Leadership falters

With the fall 2003 semester coming to a close, FAMU just doesn’t seem to be in as good a position as it was at the start of the semester.

The university’s name is being smeared across news and editorial pages all over the country. The athletic department is coming to terms with the fact that it may not have the finances to completely fund the football team’s move to Division I-A. Talks that the second winningest black college football coach, Billy Joe, may have coached his last game in Orlando have finally started to die down, but many other rumors are taking shape. Word of President Fred Gainous’ anticipated resignation floated throughout campus on university letterhead on Monday, but he quickly denied its authenticity.

And now students who are unsure about the actual reality of the university’s financial woes are questioning whether FAMU could actually become the next Morris Brown College.

While this is an unlikely outcome, the university is in a serious predicament. Over two months after the deadline to submit financial statements to the state’s Department for Finance Administration, FAMU is still trying to balance its end-of the-year budget, which shows an excess of $1.8 million in net assets, according to Gainous.

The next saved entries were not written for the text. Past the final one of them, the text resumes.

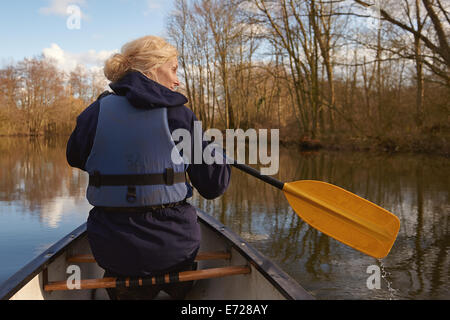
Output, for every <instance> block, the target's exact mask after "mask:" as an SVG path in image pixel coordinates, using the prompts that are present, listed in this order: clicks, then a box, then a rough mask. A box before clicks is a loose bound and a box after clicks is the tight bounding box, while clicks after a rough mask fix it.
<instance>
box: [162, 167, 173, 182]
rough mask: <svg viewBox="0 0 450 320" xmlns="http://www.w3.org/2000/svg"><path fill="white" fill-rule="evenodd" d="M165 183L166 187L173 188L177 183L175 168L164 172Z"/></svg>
mask: <svg viewBox="0 0 450 320" xmlns="http://www.w3.org/2000/svg"><path fill="white" fill-rule="evenodd" d="M164 181H165V182H166V185H168V186H172V185H173V184H174V183H175V172H174V170H173V168H167V169H166V171H165V172H164Z"/></svg>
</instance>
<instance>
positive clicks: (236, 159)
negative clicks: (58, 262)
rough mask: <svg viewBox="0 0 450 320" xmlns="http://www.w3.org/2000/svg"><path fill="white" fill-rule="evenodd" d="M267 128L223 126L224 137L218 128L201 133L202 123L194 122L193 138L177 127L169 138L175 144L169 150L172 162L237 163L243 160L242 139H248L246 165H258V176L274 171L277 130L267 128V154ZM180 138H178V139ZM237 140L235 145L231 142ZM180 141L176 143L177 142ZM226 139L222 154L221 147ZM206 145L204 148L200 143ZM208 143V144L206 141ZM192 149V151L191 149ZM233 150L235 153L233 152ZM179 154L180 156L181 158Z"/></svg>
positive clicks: (245, 153)
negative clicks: (258, 166)
mask: <svg viewBox="0 0 450 320" xmlns="http://www.w3.org/2000/svg"><path fill="white" fill-rule="evenodd" d="M268 134H269V133H268V130H267V129H259V130H258V131H257V130H255V129H248V130H247V131H244V130H242V129H227V130H225V137H224V135H223V133H222V131H220V130H218V129H208V130H206V131H205V132H204V133H203V129H202V122H201V121H195V122H194V137H192V136H191V132H190V131H189V130H186V129H182V128H180V129H177V130H174V131H173V133H172V139H173V140H174V141H175V142H176V143H177V142H178V143H177V144H176V146H175V148H173V150H172V155H171V158H172V162H173V163H175V164H181V163H183V162H184V163H185V164H191V162H192V163H193V164H202V163H206V164H208V165H211V164H214V163H216V164H224V163H227V164H232V163H234V162H235V161H236V162H237V163H238V164H245V163H246V139H248V141H249V143H248V146H249V147H248V162H247V163H248V164H261V165H263V166H268V167H262V168H261V174H262V175H274V174H277V173H278V169H279V164H280V156H279V154H280V152H279V141H280V132H279V129H271V130H270V155H269V153H268V151H269V150H268V149H269V146H268V143H269V135H268ZM180 140H181V141H180ZM235 140H237V146H236V145H235ZM179 141H180V142H179ZM192 142H193V143H192ZM224 142H226V154H225V155H224V154H223V150H224V148H223V146H224ZM205 143H206V144H207V146H206V147H204V144H205ZM208 143H209V144H208ZM235 146H236V148H235ZM192 149H193V150H192ZM235 149H236V150H237V154H236V155H235ZM180 154H182V155H183V157H182V158H181V156H180Z"/></svg>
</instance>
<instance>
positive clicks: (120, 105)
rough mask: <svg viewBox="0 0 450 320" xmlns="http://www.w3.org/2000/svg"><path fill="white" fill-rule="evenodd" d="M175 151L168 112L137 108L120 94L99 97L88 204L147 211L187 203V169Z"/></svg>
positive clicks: (177, 151) (93, 205)
mask: <svg viewBox="0 0 450 320" xmlns="http://www.w3.org/2000/svg"><path fill="white" fill-rule="evenodd" d="M174 147H175V143H174V141H173V139H172V136H171V134H170V130H169V126H168V122H167V109H166V108H153V109H138V108H135V107H133V105H131V104H130V103H129V102H128V100H127V98H126V97H123V96H117V95H109V96H107V97H105V98H103V99H101V100H100V112H99V116H98V124H97V130H96V134H95V138H94V143H93V146H92V150H91V153H90V155H89V157H88V160H87V162H86V167H85V168H86V171H87V172H88V173H89V186H88V189H87V194H86V196H87V199H88V201H89V203H90V204H91V205H93V206H98V207H147V206H158V205H163V204H169V203H175V202H179V201H182V200H184V199H185V198H186V195H187V187H186V183H185V181H186V180H185V170H186V166H185V164H184V162H183V158H182V157H181V155H180V154H179V152H178V150H176V152H172V150H174ZM172 154H173V156H174V157H175V158H176V159H174V161H175V163H174V162H173V161H172ZM176 163H178V164H176Z"/></svg>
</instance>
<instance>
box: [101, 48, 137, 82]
mask: <svg viewBox="0 0 450 320" xmlns="http://www.w3.org/2000/svg"><path fill="white" fill-rule="evenodd" d="M130 69H131V63H130V61H129V60H128V58H127V57H126V56H124V55H123V54H121V53H116V54H114V55H113V56H112V57H111V58H109V59H108V60H107V61H106V62H105V68H104V73H105V77H106V78H107V79H108V80H110V81H112V82H115V81H117V80H119V79H120V78H122V77H123V76H124V75H125V73H127V72H128V71H129V70H130Z"/></svg>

The current hiring, travel and expenditure restrictions are hindering the searches for permanent deans of four of the university’s schools, but Gainous said students should not be worried. And why not? Because these problems were created years ago and the university has no choice but to fail before it can succeed? Absolutely not.

The administration needs to stop trying to explain where all of the financial problems came from and start focusing on solutions. Inheriting a financial mess cannot be a positive thing, but a competent leader must be able to assess the problems and provide viable solutions, within reasonable time.

Gainous was appointed president of this illustrious university over 17 months ago and while the negatives always seem to stick out farther than the positives, its hard to point out anything great that he has brought to this university.